Der Verwaltungsrechtsweg ist nach § 40 VwGO eröffnet, wenn er ausdrücklich eröffnet wurde oder eine öffentlich-rechtliche Streitigkeit nicht-verfassungsrechtlicher Art vorliegt und die Streitigkeit nicht einem anderen Gericht zugewiesen ist.

Beachte: Geklärt wird dabei jedoch „nur“ die Frage, ob die Streitigkeit vor ein Verwaltungsgericht gehört – die örtliche und instantielle Zuständigkeit ist dadurch noch nicht geklärt!

Bevor auf die Generalklausel des § 40 Abs. 1 Satz 1 VwGO eingegangen werden kann, muss geklärt werden, ob es nicht eine aufdrängende Sonderzuweisung gibt. Ob also aus der Natur der Sache das Verwaltungsgericht schon für zuständig erklärt wird.

Beispiele für aufdrängende Sonderzuweisungen: § 126 BRRG, § 12 HandwO

Findet sich für den euch vorliegenden Fall keine aufdrängende Sonderzuweisung, ist sodann auf § 40 Abs. 1 Satz 1 VwGO einzugehen. Dieser hat drei Voraussetzungen: Es muss sich um eine öffentlich-rechtliche Streitigkeit nichtverfassungsrechtlicher Art handeln und es darf keine abdrängende Sonderzuweisung geben.

(1) Öffentlich-rechtliche Streitigkeit

Zunächst muss es sich um eine öffentlich-rechtliche Streitigkeit handeln. Dies ist der Fall, wenn die streitentscheidende Norm dem öffentlichen Recht zuzuordnen ist.

Nach der sog. Interessentheorie ist das der Fall, wenn die streitentscheidende Norm Allgemeinwohlinteressen schützt. Wenn Individualinteressen durch die Norm geschützt werden sollen, handelt es sich um keine öffentlich-rechtliche Streitigkeit.

Nach der Subordinationstheorie hingegen liegt eine öffentlich-rechtliche Streitgkeit dann vor, wenn sich die Beteiligten in einem Unter-/Überordnungsverhältnis gegenüberstehen. Begegnen sich die Beteiligten in einem Gleichordnungsverhältnis ist diese Voraussetzungen nicht erfüllt.

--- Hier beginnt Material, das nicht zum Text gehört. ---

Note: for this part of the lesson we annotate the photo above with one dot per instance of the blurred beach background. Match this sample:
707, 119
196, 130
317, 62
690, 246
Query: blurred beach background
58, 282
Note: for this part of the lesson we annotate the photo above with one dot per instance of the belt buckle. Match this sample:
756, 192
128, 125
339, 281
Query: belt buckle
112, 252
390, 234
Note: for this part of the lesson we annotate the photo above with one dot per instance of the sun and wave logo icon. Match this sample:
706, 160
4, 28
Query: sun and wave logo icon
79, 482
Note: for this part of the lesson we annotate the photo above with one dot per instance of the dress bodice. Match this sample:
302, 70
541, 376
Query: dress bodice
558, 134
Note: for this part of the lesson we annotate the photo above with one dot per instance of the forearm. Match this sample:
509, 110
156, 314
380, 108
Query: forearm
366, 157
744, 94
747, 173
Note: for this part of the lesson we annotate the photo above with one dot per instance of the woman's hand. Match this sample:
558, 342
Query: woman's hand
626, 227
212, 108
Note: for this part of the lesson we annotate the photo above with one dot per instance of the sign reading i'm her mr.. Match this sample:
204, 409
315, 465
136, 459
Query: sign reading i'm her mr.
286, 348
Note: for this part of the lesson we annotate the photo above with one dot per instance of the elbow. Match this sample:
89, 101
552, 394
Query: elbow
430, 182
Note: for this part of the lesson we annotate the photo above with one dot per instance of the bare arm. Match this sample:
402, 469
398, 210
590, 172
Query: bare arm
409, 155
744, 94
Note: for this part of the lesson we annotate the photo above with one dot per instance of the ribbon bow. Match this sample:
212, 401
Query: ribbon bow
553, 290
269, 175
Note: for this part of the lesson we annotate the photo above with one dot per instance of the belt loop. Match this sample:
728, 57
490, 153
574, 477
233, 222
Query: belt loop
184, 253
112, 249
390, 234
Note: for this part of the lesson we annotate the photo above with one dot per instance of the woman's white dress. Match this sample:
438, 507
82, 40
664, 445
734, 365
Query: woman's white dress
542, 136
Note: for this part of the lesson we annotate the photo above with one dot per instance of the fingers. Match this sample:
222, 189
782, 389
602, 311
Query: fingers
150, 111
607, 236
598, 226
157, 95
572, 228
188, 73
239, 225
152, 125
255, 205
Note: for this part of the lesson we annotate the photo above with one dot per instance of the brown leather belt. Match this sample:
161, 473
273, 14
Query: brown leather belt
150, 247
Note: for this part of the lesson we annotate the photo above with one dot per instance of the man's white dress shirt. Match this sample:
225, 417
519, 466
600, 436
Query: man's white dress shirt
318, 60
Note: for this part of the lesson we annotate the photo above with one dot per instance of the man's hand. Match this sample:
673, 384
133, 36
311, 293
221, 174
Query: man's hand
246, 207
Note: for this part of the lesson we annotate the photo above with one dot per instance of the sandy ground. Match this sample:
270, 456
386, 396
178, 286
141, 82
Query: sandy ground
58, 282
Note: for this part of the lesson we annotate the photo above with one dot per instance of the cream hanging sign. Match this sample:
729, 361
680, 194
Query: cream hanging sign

Nach der (herrschenden) modifizierten Subjektstheorie liegt eine öffentlich-rechtliche Streitigkeit vor, wenn ein Träger hoheitlicher Gewalt als solcher berechtigt und verpflichtet wird.

Nice-To-Know: Warum heißt die Theorie „modizierte“ Subjektstheorie? – Dies gründet darauf, dass in der vorherigen „Subjektstheorie“ der Passus „als solcher“ fehlte. In der aktuellen – modifizierten – Subjektstheorie muss der Hoheitsträger in seiner Rolle als Hoheitsträger berechtigt und verpflichtet werden.

Diese Frage kann durchaus in einer mündlichen Prüfung auf euch zukommen. Dem Autoren begegnete diese Frage das erste Mal in seiner staatlichen mündlichen Prüfung. Hinterher ist man also immer schlauer!

Klausurpraxis: In der Klausur sollte primär auf die absolut herrschende modizifierte Subjektstheorie eingegangen werden. Die anderen Theorien kann man ggf. unterstützend – aber maximal in einem Satz – hinzuziehen.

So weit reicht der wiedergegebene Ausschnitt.